La seguridad es definida como la cualidad que tienen los sujetos que están libres de amenazas o agresiones a su individualidad[1]. Este concepto ha sido uno de los elementos principales de los estudios internacionales, marcando la forma de actuar de gobiernos e instituciones políticas a lo largo de la historia. Aunque siempre ha estado presente, su relevancia como objeto de estudio aumentó sobre todo desde la concepción estado-nación como la entidad política principal del sistema internacional. En este contexto la seguridad es entendida como un instrumento de poder político que debe ser salvaguardado por aquella entidad que ejerce el control del estado, ya que hace referencia a la seguridad nacional. La seguridad en el ámbito político implica por tanto aquellas medidas adoptadas para dar respuesta a situaciones extraordinarias que no pueden ser solventadas por medidas políticas convencionales. Tradicionalmente el objeto de referencia de la seguridad ha sido el estado-nación, en concreto, sus elementos principales (territorio, población y soberanía). Como la principal causa de agresión provenía de otros estados, el concepto seguridad giraba en torno a evitar enfrentamientos militares directos.

Con el fin de la Guerra Fría, el debate sobre el concepto de seguridad se amplía puesto que se introducen nuevas perspectivas sobre la concepción del sistema internacional. Con el fin de la división entre este/oeste, las amenazas principales no provienen de otros actores del sistema, sino que se generan dentro de los propios estados. Esto permitió la inclusión de nuevas aproximaciones al término por medio de dos vías, la ampliación de contenidos (broadening) y la profundización en el término (deepening)[2]. En primer lugar, se aumentan las áreas donde el concepto de seguridad tiene cabida (broadening), incluyendo no solo la seguridad frente a amenazas militares, sino también ante pandemias o hambrunas.

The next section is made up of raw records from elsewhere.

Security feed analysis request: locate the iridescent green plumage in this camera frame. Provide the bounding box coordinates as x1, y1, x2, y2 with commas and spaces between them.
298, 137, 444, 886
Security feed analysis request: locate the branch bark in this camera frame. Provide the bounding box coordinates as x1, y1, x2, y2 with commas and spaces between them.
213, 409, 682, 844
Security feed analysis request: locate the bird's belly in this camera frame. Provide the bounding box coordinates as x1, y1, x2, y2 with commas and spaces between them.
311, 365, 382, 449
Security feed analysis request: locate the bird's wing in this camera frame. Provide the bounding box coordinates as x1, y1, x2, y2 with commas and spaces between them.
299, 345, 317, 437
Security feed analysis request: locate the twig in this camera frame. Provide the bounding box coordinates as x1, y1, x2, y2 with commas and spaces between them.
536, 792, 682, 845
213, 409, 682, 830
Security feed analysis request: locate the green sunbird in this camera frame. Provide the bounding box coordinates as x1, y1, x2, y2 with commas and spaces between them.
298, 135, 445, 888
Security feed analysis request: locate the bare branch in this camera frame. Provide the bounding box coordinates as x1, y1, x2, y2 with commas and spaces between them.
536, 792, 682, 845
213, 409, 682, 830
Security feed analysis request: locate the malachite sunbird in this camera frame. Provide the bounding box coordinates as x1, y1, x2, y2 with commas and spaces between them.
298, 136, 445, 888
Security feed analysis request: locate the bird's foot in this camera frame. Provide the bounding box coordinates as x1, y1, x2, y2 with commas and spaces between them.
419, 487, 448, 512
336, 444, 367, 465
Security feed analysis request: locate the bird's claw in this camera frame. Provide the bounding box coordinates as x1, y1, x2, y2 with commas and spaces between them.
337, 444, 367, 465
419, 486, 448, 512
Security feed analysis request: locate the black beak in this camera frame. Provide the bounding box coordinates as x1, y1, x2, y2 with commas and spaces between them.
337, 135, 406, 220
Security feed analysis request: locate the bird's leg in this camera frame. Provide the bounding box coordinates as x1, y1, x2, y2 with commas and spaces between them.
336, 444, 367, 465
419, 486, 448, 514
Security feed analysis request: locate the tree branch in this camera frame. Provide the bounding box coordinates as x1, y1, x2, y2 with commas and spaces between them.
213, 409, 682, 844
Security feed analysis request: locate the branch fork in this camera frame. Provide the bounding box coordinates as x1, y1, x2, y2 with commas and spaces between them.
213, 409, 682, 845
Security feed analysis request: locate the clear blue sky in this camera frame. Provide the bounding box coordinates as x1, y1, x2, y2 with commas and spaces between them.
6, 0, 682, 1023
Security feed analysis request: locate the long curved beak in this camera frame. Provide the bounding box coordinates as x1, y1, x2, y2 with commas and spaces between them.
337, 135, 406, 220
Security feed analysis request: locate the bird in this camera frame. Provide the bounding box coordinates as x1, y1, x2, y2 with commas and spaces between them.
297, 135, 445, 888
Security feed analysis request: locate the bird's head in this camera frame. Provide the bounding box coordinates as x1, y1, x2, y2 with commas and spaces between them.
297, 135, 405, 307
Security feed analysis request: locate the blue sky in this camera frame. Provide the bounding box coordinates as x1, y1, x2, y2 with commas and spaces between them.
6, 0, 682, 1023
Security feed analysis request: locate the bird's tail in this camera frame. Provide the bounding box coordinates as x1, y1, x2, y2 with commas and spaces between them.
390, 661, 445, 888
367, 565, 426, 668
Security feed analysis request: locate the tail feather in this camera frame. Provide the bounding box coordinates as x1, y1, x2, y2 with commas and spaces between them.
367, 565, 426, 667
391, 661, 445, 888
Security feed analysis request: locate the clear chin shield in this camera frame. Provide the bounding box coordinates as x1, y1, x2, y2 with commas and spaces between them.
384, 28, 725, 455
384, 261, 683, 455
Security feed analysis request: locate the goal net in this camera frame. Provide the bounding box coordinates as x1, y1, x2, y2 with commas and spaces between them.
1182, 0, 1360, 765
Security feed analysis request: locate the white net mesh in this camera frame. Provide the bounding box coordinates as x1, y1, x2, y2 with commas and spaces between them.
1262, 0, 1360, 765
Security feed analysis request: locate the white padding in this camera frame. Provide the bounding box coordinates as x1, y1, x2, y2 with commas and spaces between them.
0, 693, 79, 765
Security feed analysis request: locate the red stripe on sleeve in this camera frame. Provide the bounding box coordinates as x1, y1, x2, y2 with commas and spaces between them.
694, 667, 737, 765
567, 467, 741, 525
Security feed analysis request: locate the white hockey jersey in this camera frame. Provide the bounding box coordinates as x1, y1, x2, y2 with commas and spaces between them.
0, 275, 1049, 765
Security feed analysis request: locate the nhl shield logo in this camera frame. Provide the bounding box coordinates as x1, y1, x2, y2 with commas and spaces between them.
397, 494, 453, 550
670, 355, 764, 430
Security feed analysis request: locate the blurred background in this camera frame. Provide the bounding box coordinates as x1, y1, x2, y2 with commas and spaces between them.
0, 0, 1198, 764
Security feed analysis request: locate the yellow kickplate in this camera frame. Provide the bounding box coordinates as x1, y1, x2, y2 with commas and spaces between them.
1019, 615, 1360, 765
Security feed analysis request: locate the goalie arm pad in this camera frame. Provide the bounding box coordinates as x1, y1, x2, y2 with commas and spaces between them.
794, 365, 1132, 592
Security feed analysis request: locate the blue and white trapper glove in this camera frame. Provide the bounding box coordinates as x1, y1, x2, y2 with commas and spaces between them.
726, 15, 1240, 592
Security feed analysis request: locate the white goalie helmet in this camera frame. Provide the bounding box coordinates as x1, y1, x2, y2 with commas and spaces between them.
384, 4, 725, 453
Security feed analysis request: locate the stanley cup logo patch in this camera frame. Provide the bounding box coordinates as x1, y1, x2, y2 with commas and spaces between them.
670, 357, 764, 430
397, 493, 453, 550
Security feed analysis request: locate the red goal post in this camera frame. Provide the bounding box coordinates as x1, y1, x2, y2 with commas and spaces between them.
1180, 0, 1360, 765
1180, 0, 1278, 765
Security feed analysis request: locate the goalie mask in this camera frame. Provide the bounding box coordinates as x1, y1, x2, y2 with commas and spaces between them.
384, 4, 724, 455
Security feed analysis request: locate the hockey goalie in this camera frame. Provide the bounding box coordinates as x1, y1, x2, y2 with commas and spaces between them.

En segundo lugar, el objeto de referencia de la seguridad pasa de ser el estado-nación a poner el foco en el individuo o las colectividades (deeping), es decir, que lo que debe realmente ser protegido son las necesidades y condiciones de vida de las poblaciones, no tanto la integridad de los estados.

A través de esta nueva perspectiva surgieron toda una serie de corrientes que cambiaron la percepción de la seguridad moderna. Una de las más relevantes, desarrollada por Naciones Unidas, es la llamada Seguridad Humana. Este concepto, desarrollado en los años 90’, toma como elemento de referencia a los individuos y tiene como elemento central que cambia el foco de “freedom from fear” (estar libre de temor) a “freedom from want” (estar libre de necesidad)[3]. La relación entre los estados ha dejado de ser amenazante y por tanto las instituciones de seguridad ponen el foco en salvaguardar a la población de las necesidades que provocan que vivan en riesgo. La seguridad humana amplía a 7 las áreas que deben estar incluidas bajo el paraguas de la seguridad: seguridad económica, seguridad alimentaria, seguridad de la salud, seguridad del medio ambiente, seguridad personal, seguridad comunitaria y seguridad política.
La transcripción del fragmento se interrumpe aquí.